CREATE EXTERNAL TABLE `my_table`(
   `id` bigint, 
   `key` string 
)
PARTITIONED BY (YEAR INT, MONTH INT)
LOCATION 's3://example/main/my_table';
WITH (format = 'PARQUET', external_location 's3a://example/main/my_table' );

The repository example has the s3 storage space s3://my-bucket/my-repo-prefix/. After inserting some data to it, object structure under lakefs://example/main/my_table looks like:

lakefs_table.png

Now we would like to query that table with Athena.
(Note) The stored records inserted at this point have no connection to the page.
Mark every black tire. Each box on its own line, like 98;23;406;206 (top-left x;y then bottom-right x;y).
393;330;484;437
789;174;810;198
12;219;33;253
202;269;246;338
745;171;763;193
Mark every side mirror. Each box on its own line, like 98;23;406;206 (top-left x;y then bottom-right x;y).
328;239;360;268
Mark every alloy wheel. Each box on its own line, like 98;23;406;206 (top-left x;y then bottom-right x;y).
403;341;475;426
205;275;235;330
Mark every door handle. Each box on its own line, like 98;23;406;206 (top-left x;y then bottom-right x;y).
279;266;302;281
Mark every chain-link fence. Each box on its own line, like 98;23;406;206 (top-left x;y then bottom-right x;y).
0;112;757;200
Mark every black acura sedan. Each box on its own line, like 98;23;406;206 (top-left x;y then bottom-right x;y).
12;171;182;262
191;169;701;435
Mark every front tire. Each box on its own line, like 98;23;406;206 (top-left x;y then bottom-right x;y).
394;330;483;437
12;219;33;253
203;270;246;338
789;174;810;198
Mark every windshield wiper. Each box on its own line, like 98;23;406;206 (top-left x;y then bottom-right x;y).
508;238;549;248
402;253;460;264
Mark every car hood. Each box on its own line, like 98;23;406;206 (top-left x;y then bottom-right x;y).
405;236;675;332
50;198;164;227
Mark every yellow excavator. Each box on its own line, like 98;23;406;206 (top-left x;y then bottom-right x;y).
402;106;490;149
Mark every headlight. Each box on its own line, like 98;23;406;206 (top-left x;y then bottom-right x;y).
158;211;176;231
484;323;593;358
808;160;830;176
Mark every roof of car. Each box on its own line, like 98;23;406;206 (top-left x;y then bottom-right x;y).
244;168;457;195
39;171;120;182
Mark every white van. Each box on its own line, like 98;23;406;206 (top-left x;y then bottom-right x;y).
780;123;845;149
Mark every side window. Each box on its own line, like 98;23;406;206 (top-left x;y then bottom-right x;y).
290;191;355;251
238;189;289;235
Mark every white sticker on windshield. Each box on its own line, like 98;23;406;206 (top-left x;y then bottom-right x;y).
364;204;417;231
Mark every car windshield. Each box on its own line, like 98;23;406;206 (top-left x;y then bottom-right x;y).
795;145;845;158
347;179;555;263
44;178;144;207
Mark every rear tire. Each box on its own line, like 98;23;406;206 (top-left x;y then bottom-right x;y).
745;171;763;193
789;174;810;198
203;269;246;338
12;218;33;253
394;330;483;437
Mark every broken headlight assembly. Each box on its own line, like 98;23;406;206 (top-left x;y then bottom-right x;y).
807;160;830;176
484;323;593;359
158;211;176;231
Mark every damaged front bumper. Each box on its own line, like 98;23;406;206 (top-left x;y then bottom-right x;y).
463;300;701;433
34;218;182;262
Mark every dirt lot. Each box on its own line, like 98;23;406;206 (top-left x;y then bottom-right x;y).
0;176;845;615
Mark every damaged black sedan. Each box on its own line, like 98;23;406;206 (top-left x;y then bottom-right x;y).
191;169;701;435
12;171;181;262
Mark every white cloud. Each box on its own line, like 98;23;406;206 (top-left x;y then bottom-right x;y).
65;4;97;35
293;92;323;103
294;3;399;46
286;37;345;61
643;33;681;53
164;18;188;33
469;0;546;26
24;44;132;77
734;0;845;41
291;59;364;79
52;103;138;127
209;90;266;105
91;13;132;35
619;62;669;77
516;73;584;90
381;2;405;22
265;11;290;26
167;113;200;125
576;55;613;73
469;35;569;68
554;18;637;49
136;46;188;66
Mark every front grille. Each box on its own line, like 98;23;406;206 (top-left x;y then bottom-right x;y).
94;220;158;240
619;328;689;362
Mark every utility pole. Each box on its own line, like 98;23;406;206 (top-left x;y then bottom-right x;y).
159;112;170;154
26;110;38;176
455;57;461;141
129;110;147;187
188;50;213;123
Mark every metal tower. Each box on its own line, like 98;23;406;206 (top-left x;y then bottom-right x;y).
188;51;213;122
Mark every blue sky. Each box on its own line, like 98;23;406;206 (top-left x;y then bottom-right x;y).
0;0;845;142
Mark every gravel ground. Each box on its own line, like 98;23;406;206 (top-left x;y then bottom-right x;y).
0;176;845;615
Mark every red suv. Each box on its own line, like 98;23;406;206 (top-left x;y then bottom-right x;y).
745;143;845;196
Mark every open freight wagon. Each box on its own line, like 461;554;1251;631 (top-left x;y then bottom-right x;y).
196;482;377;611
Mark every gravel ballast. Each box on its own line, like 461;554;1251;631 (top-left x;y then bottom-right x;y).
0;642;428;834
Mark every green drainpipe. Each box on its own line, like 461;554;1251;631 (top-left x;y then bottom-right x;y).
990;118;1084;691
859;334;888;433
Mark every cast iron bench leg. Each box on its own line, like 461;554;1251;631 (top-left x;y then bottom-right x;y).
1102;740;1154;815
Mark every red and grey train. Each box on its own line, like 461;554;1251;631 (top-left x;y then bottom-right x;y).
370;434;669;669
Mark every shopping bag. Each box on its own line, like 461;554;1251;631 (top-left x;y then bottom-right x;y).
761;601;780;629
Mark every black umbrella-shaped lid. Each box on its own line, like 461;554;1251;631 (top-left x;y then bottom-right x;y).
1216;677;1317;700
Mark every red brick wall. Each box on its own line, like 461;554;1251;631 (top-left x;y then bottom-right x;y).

We need to use the create-symlink command as follows:

lakectl metastore create-symlink \
--repo example \
--branch main \
--path my_table \
--from-client-type hive \
--from-schema default \
--from-table my_table \
--to-schema default \ 
--to-table my_table  

The command will have 2 notable outputs:

  1. For each partition the command will create a symlink file:
➜   aws s3 ls s3://my-bucket/my-repo-prefix/my_table/ --recursive
2021-11-23 17:46:29          0 my-repo-prefix/my_table/symlinks/example/main/my_table/year=2021/month=11/symlink.txt
2021-11-23 17:46:29         60 my-repo-prefix/my_table/symlinks/example/main/my_table/year=2021/month=12/symlink.txt
2021-11-23 17:46:30         60 my-repo-prefix/my_table/symlinks/example/main/my_table/year=2022/month=1/symlink.txt

An example content of a symlink file, where each line represents a single object of the specific partition:

s3://my-bucket/my-repo-prefix/5bdc62da516944b49889770d98274227
s3://my-bucket/my-repo-prefix/64262fbf3d6347a79ead641d2b2baee6
s3://my-bucket/my-repo-prefix/64486c8de6484de69f12d7d26804c93e
s3://my-bucket/my-repo-prefix/b0165d5c5b13473d8a0f460eece9eb26
  1. A glue table pointing to the symlink directories structure:
aws glue get-table --name my_table --database-name default

{
  "Table": {
    "Name": "my_table",
    "DatabaseName": "default",
    "Owner": "anonymous",
    "CreateTime": "2021-11-23T17:46:30+02:00",
    "UpdateTime": "2021-11-23T17:46:30+02:00",
    "LastAccessTime": "1970-01-01T02:00:00+02:00",
    "Retention": 0,
    "StorageDescriptor": {
      "Columns": [
        {
          "Name": "id",
          "Type": "bigint",
          "Comment": ""
        },
        {
          "Name": "key",
          "Type": "string",
          "Comment": ""
        }
      ],
      "Location": "s3://my-bucket/my-repo-prefix/symlinks/example/main/my_table",
      "InputFormat": "org.apache.hadoop.hive.ql.io.SymlinkTextInputFormat",
      "OutputFormat": "org.apache.hadoop.hive.ql.io.HiveIgnoreKeyTextOutputFormat",
      "Compressed": false,
      "NumberOfBuckets": -1,
      "SerdeInfo": {
        "Name": "default",
        "SerializationLibrary": "org.apache.hadoop.hive.serde2.lazy.LazySimpleSerDe",
        "Parameters": {
          "serialization.format": "1"
        }
      },
      "StoredAsSubDirectories": false
    },
    "PartitionKeys": [
      {
        "Name": "year",
        "Type": "int",
        "Comment": ""
      },
      {
        "Name": "month",
        "Type": "int",
        "Comment": ""
      }
    ],
    "ViewOriginalText": "",
    "ViewExpandedText": "",
    "TableType": "EXTERNAL_TABLE",
    "Parameters": {
      "EXTERNAL": "TRUE",
      "bucketing_version": "2",
      "transient_lastDdlTime": "1637681750"
    },
    "CreatedBy": "arn:aws:iam::************:user/********",
    "IsRegisteredWithLakeFormation": false,
    "CatalogId": "*********"
  }
}

You can now safely use Athena to query my_table.